The start of winter features some very low prevailing prices in the global gas markets, with JKM contracts for delivery in winter 2019-20 now all below 7 $/mmbtu. While there is always winter weather risk that can provide some support, the downside continues to dominate as Asian demand growth continues to lag the rise in supply.
Our balances have not changed materially. We forecast global supply to be up y/y by 17.3 Mt over winter 2019-20, with Asian demand growth taking 8.0 Mt more y/y. With the rest of the world’s LNG demand also looking soft, that leaves a good 9.9 Mt y/y of LNG supply available for the European market. Europe will be better able to absorb that gas if there is a colder-than-normal winter, while another mild winter would further loosen balances in the European and global gas markets. Some downside to the EU supply numbers does come from Korea, where steps to improve air quality could see some 11 coal-fired power plants closed over December 2019-March 2020, which could boost Korean LNG takes over that period by some 2.8 Mt.
If winter weather is normal in both Europe and Asia—seasonal forecasts are largely pointing to normal or warmer-than-normal temperatures—the summer 2020 global market could come under pressure. Our European balances put storage at end-March 2020 some 4 bcm higher, with Europe having to take another 12 Mt or so of incremental LNG supply. With less empty storage capacity to inject into y/y and less available demand response from the power sector, it will be hard to see Europe taking all of that LNG. This does hold out the risk that 4.5 Mt of supply will not be able to find a home in Europe and will have to be locked into the US.
There are some risks that could create more space for gas in the European market. The TTF jumped on news that utility EDF had found manufacturing anomalies in an unspecified number of reactors. When clarity came that the number of potentially affected reactors amounted to 5.8 GW, the market breathed a sigh of relief as expectations were that more capacity could have been affected. The rally was reinforced by further signs that the Dutch government wants to end Groningen production as quickly as it can, meaning further y/y losses in production.

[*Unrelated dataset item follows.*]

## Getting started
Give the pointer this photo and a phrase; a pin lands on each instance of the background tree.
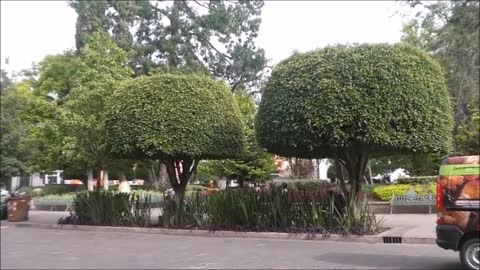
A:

However, most of the risk is in Q1 20, when Gazprom’s contract for transiting gas through Ukraine expires. There are multiple risks around Russian flows this winter, including the fate of the Nord Stream 2 (NS2) pipeline and use of the downstream OPAL pipeline. Still, we expect resolution of both the Russia–Ukraine transit issue (at least for Q1 20) and NS2, which would be broadly bearish for the TTF Sum-20. Without some cold weather in NE Asia, this will drag the JKM down. With normal weather and no major supply outages in winter in Europe, peak winter TTF Q1-20 prices could fall towards 16.7 €/t (5.4 $/mmbtu) and our forecast JKM-TTF spread of 1.1 $/mmbtu would take JKM pricing to 6.5 $/mmbtu for the peak Jan-20 and Feb-20 contracts.
Given that the Sum-20 contracts remain buoyed by weather risks for winter 2019-20, persistent high stocks through Q4 19 should weigh on Q1 20 prices and will start to depress Sum-20 prices. When winter weather risk recedes is when we see the greatest potential for the M+2 prices to start to close the arbitrage windows between Henry Hub and the JKM/TTF. With our forecast of summer US Henry Hub prices around 2.25 $/mmbtu, TTF prices need to head to around 3.7 $/mmbtu. For a less bearish scenario to happen, the northern hemisphere needs to be cold.